Die Fürstengruft ist eines der bekanntesten Gedichte des deutschen Dichters Christian Friedrich Daniel Schubart, das er in Gefangenschaft auf dem Hohenasperg schrieb und in dem er seine Verachtung gegenüber den Fürsten kundtat.
Entstehung
Zum Entstehungszeitpunkt des Gedichts war Christian Friedrich Daniel Schubart in Haft auf der Festung Hohenasperg. Nach seiner Festnahme durch Herzog Carl Eugen erhielt er weder einen ordentlichen Prozess noch eine Begründung für die Inhaftierung. Als Schubarts Hoffnungen auf Begnadigung sich nicht erfüllten und der Termin für seine Freilassung verstrich, schrieb bzw. diktierte er 1779/1780 sein wütendes Gedicht Die Fürstengruft einem Essensträger. Jedoch nur bis zur Strophe 22, die letzten vier Strophen, in denen er die besseren Fürsten lobte, fügte er später an. Das Gedicht passierte unbemerkt die Zensur und wurde in Abschriften verbreitet. Es erschien erstmals – ohne Wissen Schubarts – im Frankfurter Musenalmanach auf das Jahr 1781 unter dem Titel Die Gruft der Fürsten und wurde später unter dem Titel Die Fürstengruft nachgedruckt.
Nach dem Tod seines Vaters schrieb Schubarts Sohn, dass das Gedicht viel Aufsehen verursachte, wodurch auch der Herzog davon hörte.
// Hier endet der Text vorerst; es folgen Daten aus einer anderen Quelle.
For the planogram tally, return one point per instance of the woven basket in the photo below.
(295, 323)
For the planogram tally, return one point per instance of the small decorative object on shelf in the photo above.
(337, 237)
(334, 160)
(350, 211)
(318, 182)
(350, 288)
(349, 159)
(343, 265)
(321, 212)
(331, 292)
Das Gedicht veranlasste Herzog Carl Eugen zu einer erneuten Haftverschärfung Schubarts.
Form
„Die Fürstengruft“ ist in sechsundzwanzig Strophen, mit jeweils vier Versen, aufgeteilt. Der erste und der dritte Vers haben elf Silben, der zweite acht und der vierte sechs Silben bzw. ist der erste und dritte Vers fünfhebig, der zweite vierhebig und der vierte dreihebig. Die Verse sind jambisch und enden in einem Kreuzreim, abwechslungsweise mit einer klingenden und stumpfen Kadenz.
Inhalt und Deutungsansatz
- Da liegen sie, die stolzen Fürstentrümmer,
- Ehmals die Götzen ihrer Welt!
- Da liegen sie, vom fürchterlichen Schimmer
- Des blassen Tags erhellt!
- Die alten Särge leuchten in der dunkeln
- Verwesungsgruft, wie faules Holz;
- Wie matt die großen Silberschilde funkeln,
- Der Fürsten letzter Stolz!
- Entsetzen packt den Wandrer hier am Haare,
- Geußt Schauer über seine Haut,
- Wo Eitelkeit, gelehnt an eine Bahre,
- Aus hohlen Augen schaut.
- Wie fürchterlich ist hier des Nachhalls Stimme!
- Ein Zehentritt stört seine Ruh'.
- Kein Wetter Gottes spricht mit lauterm Grimme:
- O Mensch, wie klein bist du!
- Denn ach! hier liegt der edle Fürst, der gute!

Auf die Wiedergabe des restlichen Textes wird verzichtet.